Before Chef’s Table, the critically-acclaimed Netflix original documentary series, David Gleb was already travelling the world to showcase the fine-dining and some of the globe’s most captivating cuisine. Gleb, the director of Chef’s Table, traveled to Japan to shine a spotlight on a hero within the culinary world: Jiro Ono. He is most famously known for his absolute mastery of sushi and international acclaim. In Jiro Dreams of Sushi, Gleb reveals the hidden life and secrets of Ono and the rest of his team at Sukiyabashi Jiro, his tiny restaurant in the heart of Tokyo. Not only is the film beautifully shot and produced, but it tells a deep and rich story of Ono and what sushi really means to him.
Within the walls of Sukiyabashi Jiro, Jiro Dreams of Sushi reveals the magical experience of dining on what many food critics would name the best sushi in the world. The restaurant has ten seats and is tucked away in a mall in the middle of Tokyo. But despite its small appearance, visitors drop large amounts of cash, 300 dollars to be exact, to indulge in a 15 minute, nine piece course.
In fact, most of Gleb’s documentary and his portrayal of Ono’s story, can be described in numbers. A ten-seat restaurant with three Michelin stars. Three hundred dollars for nine pieces of sushi and fifteen minutes of food-based ecstacy. Despite being eighty-five at the time of production (2010), Jiro Ono still works seven days a week. But that is the kind of hard work required to be the best.

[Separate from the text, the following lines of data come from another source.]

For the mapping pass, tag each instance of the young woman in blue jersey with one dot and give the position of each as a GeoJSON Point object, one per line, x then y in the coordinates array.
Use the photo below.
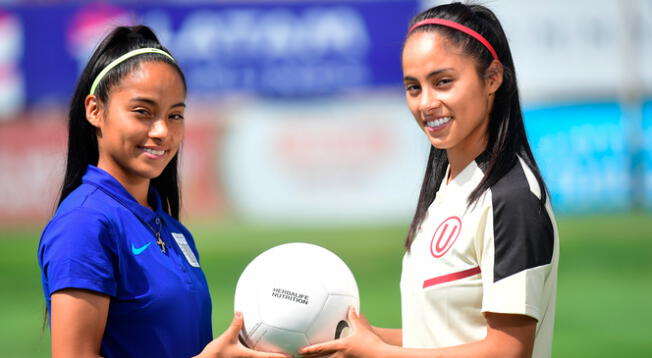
{"type": "Point", "coordinates": [121, 275]}
{"type": "Point", "coordinates": [480, 268]}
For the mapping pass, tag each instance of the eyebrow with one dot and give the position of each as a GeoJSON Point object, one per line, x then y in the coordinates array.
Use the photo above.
{"type": "Point", "coordinates": [431, 74]}
{"type": "Point", "coordinates": [153, 103]}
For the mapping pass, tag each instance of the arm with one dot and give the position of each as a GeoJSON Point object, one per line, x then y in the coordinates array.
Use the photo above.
{"type": "Point", "coordinates": [508, 336]}
{"type": "Point", "coordinates": [78, 322]}
{"type": "Point", "coordinates": [393, 336]}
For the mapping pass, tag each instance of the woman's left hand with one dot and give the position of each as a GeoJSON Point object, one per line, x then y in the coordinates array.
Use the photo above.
{"type": "Point", "coordinates": [361, 342]}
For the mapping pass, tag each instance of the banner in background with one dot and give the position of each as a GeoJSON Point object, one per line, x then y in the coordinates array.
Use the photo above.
{"type": "Point", "coordinates": [286, 49]}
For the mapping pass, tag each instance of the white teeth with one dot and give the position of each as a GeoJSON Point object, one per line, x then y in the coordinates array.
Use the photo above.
{"type": "Point", "coordinates": [438, 122]}
{"type": "Point", "coordinates": [155, 152]}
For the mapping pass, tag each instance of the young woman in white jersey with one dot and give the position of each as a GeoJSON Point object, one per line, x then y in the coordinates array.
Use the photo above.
{"type": "Point", "coordinates": [480, 268]}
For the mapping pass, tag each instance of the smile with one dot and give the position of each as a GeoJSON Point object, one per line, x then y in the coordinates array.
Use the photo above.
{"type": "Point", "coordinates": [154, 152]}
{"type": "Point", "coordinates": [438, 122]}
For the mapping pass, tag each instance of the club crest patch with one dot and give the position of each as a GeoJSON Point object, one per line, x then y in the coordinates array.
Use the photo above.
{"type": "Point", "coordinates": [185, 248]}
{"type": "Point", "coordinates": [445, 236]}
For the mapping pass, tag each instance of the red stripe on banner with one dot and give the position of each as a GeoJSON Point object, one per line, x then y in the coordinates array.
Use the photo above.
{"type": "Point", "coordinates": [451, 277]}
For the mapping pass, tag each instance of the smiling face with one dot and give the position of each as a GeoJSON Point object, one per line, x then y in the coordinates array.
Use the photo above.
{"type": "Point", "coordinates": [446, 95]}
{"type": "Point", "coordinates": [141, 127]}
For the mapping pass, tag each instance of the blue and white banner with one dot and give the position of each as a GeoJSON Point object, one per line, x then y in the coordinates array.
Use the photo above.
{"type": "Point", "coordinates": [274, 49]}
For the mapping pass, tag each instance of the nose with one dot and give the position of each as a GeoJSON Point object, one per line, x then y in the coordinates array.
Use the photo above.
{"type": "Point", "coordinates": [159, 129]}
{"type": "Point", "coordinates": [428, 101]}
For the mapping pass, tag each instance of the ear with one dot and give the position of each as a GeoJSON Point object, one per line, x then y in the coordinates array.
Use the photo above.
{"type": "Point", "coordinates": [494, 77]}
{"type": "Point", "coordinates": [94, 113]}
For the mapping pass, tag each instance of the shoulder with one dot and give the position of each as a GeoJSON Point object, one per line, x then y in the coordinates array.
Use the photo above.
{"type": "Point", "coordinates": [79, 220]}
{"type": "Point", "coordinates": [523, 231]}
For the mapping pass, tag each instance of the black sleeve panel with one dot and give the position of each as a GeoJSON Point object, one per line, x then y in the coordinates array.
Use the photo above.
{"type": "Point", "coordinates": [523, 231]}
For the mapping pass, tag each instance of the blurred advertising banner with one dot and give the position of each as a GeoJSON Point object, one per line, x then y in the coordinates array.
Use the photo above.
{"type": "Point", "coordinates": [324, 161]}
{"type": "Point", "coordinates": [273, 49]}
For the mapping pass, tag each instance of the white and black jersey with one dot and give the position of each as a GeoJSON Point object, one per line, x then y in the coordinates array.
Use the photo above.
{"type": "Point", "coordinates": [499, 254]}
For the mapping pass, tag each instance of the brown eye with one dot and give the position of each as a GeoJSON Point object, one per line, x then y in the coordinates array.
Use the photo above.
{"type": "Point", "coordinates": [443, 82]}
{"type": "Point", "coordinates": [412, 88]}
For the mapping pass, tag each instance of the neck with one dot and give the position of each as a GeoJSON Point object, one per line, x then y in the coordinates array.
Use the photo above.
{"type": "Point", "coordinates": [460, 156]}
{"type": "Point", "coordinates": [137, 187]}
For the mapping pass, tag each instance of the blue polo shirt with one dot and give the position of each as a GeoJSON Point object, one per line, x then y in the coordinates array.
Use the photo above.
{"type": "Point", "coordinates": [101, 239]}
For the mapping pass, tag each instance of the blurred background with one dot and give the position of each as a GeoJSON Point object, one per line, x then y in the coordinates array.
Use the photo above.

Ono’s life has been one of deep dedication to improvement and creating the best possible product and experience of sushi possible. Many would call such dedication obsessiveness. Ono has dedicated much of his life to continuing to perfect the sushi he makes. He deliberately teaches his apprentices, so they may attempt to make sushi half as good as his own. But try as they might, it seems that no one will ever surpass Ono.

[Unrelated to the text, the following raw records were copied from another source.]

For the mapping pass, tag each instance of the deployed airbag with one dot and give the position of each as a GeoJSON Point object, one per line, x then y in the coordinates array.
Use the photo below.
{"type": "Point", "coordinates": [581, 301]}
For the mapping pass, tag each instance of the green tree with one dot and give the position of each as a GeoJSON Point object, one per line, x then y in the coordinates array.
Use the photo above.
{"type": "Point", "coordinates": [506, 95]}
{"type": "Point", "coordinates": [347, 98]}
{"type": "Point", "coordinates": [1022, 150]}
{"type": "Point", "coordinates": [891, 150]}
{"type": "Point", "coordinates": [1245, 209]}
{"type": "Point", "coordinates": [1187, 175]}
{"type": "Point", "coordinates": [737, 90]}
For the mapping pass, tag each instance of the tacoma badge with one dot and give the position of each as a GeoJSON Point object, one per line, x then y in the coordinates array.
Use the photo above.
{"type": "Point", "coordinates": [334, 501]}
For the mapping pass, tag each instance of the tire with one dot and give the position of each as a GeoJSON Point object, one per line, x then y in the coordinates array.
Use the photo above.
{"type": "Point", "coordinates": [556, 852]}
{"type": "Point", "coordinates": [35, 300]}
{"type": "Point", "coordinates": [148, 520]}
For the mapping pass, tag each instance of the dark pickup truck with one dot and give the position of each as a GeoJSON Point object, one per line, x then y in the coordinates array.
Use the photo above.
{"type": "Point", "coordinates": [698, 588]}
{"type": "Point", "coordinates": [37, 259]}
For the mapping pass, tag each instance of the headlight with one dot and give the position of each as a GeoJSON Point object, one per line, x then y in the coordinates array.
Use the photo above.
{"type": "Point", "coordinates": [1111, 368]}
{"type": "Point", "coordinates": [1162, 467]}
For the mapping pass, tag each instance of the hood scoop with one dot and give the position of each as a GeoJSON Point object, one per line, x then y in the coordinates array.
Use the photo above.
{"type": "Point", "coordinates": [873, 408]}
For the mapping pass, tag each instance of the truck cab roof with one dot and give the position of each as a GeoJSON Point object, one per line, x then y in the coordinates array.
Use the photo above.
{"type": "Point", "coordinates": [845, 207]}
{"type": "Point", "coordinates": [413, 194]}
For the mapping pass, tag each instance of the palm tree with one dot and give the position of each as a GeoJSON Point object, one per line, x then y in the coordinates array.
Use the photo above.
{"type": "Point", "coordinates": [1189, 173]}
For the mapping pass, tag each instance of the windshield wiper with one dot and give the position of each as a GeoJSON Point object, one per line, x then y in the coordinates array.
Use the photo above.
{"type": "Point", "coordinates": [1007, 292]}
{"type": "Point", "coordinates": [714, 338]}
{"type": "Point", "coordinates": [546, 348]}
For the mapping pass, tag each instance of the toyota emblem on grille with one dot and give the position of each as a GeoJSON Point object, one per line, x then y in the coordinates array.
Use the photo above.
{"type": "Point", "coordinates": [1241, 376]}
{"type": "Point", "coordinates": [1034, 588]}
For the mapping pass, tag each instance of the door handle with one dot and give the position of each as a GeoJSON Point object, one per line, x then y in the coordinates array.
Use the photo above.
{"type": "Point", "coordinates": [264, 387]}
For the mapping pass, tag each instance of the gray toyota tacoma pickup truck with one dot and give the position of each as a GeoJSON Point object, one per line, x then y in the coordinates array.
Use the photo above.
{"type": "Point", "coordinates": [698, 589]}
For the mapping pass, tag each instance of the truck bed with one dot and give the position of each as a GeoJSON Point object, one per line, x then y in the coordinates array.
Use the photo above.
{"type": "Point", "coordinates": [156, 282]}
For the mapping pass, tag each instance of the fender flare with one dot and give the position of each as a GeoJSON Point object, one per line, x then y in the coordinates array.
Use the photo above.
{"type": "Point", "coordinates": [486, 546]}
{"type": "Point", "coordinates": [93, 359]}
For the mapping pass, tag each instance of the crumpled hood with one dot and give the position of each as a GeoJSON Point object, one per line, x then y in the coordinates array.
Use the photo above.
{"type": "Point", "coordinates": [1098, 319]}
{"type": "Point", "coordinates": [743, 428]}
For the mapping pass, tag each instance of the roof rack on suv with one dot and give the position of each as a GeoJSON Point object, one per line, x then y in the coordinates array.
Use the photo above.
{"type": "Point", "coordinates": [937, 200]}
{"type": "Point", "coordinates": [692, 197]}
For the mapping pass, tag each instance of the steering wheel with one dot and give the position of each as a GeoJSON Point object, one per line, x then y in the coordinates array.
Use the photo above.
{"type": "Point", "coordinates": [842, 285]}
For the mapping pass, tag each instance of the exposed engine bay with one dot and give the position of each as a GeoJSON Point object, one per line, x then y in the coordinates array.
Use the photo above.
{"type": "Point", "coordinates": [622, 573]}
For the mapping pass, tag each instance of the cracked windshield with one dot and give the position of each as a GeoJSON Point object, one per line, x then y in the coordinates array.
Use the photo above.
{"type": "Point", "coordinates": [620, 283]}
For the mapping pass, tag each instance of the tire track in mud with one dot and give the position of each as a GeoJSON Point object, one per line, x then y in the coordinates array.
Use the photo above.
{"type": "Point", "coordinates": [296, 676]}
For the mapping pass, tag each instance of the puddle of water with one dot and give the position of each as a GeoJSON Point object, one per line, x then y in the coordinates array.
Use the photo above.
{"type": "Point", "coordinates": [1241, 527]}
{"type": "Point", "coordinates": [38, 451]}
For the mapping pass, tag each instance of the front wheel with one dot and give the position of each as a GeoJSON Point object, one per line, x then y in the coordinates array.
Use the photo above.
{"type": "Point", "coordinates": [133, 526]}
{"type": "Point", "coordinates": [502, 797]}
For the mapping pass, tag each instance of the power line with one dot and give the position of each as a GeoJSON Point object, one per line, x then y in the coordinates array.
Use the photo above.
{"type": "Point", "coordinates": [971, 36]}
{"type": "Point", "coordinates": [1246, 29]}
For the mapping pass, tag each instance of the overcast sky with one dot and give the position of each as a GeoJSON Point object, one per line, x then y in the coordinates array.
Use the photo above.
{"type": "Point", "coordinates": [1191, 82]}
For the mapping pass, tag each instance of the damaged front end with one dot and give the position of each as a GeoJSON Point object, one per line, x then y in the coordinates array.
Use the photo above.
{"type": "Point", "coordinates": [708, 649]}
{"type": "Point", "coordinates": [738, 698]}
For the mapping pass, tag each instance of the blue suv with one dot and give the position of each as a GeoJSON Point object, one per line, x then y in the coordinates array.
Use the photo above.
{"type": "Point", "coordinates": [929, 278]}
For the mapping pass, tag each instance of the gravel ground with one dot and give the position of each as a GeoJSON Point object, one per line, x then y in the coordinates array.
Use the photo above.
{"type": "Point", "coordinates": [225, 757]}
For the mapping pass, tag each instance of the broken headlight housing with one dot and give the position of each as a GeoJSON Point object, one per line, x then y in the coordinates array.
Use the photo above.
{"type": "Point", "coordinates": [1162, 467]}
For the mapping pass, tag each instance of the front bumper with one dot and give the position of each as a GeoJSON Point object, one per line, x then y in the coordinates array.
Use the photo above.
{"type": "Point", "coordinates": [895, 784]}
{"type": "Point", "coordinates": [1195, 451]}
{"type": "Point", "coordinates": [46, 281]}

Even his own sons have come to accept this as fact. The elder of the two sons will take over from Jiro at Sukiyabashi Jiro, when, or if, Jiro ever retires. The younger of the two, on the other hand, gets to run his own branch of Sukiyabashi Jiro, but still while under the watchful eye of his father. The filmography makes it very evident that this family sleeps, breathes, and eats sushi. For the majority of the documentary’s eighty-three minute run-time, viewers are inside of Sukiyabashi Jiro.
The next most prominent setting is Tokyo’s fantastically massive Tsukuji market where Jiro’s older son dutifully bikes every morning to buy fish for the restaurant.

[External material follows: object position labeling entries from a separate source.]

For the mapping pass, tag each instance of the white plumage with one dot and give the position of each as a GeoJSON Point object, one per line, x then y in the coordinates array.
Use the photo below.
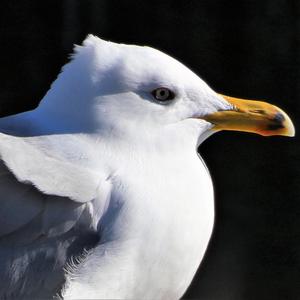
{"type": "Point", "coordinates": [104, 195]}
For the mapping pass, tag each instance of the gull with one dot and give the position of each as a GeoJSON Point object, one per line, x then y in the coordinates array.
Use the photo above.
{"type": "Point", "coordinates": [103, 193]}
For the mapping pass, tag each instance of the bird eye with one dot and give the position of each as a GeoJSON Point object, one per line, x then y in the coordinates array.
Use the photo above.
{"type": "Point", "coordinates": [163, 94]}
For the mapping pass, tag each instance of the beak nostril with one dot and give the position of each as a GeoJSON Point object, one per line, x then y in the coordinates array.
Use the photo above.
{"type": "Point", "coordinates": [279, 117]}
{"type": "Point", "coordinates": [258, 111]}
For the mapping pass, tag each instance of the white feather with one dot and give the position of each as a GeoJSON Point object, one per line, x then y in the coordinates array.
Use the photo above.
{"type": "Point", "coordinates": [129, 162]}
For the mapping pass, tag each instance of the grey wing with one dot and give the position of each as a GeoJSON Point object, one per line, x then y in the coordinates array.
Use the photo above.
{"type": "Point", "coordinates": [46, 218]}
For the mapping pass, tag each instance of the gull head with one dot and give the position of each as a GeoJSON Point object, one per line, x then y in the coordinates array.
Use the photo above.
{"type": "Point", "coordinates": [140, 93]}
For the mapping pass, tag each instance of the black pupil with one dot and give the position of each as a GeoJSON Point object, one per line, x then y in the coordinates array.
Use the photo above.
{"type": "Point", "coordinates": [162, 93]}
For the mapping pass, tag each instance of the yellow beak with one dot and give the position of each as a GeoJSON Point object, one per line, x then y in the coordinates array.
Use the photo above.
{"type": "Point", "coordinates": [252, 116]}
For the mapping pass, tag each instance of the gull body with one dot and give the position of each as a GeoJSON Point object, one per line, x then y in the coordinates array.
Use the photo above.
{"type": "Point", "coordinates": [104, 194]}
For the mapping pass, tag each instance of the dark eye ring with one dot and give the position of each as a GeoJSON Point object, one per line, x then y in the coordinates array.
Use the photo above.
{"type": "Point", "coordinates": [163, 94]}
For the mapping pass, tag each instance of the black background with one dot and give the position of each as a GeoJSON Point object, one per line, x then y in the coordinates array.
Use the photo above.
{"type": "Point", "coordinates": [249, 49]}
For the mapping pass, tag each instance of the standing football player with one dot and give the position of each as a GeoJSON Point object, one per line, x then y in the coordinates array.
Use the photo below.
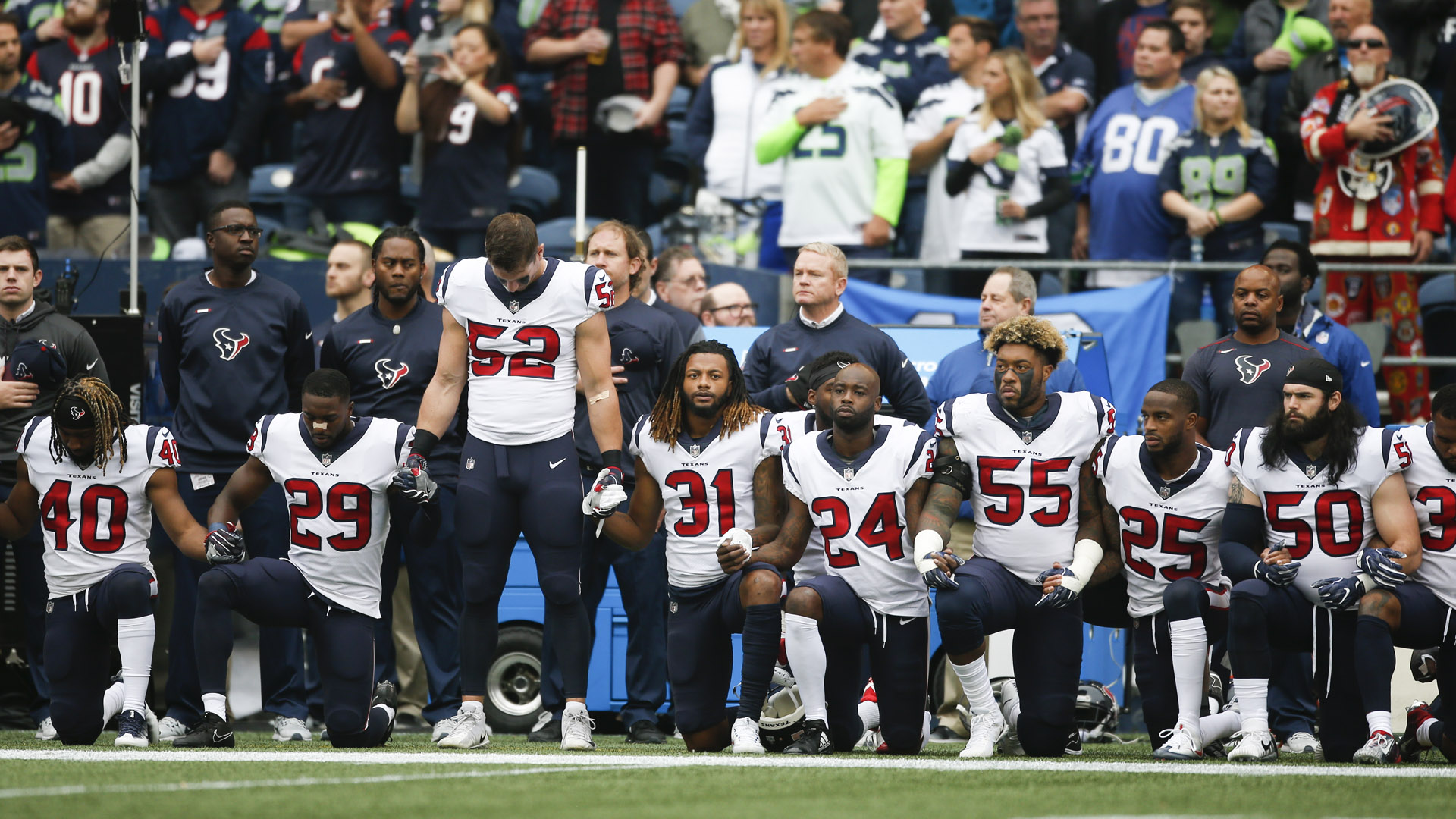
{"type": "Point", "coordinates": [701, 457]}
{"type": "Point", "coordinates": [1308, 494]}
{"type": "Point", "coordinates": [523, 328]}
{"type": "Point", "coordinates": [337, 472]}
{"type": "Point", "coordinates": [1021, 458]}
{"type": "Point", "coordinates": [73, 464]}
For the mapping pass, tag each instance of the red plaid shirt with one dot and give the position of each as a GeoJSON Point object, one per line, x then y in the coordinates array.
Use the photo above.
{"type": "Point", "coordinates": [647, 37]}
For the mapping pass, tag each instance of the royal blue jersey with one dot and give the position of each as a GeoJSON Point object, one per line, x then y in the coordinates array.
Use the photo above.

The film dives into the culture and traditions surrounding Japanese cuisine, especially with regards to sushi. Gleb also presents social commentary about Ono’s childhood, how he was abandoned by his father and was driven towards sushi-obsession from this experience.
Both Ono, his sons, and the apprentices at Sukiyabashi Jiro discuss the tragic state of fisheries around the globe and what that means for their business and their culture. Viewers are brought in on a rare, intimate social outing with Jiro to his hometown outside of Tokyo where they glimpse into the life of the young boy of would grow to become one of Japan’s most esteemed chefs. And despite the cooking process not being the showiest of cooking styles, Gleb’s filmography brings viewers in with an impeccable attention to detail and curiosity to understand the sushi-making process.
But what the film does most beautifully is present the audience with an up-close look at the masterly of sushi that only Jiro truly possesses.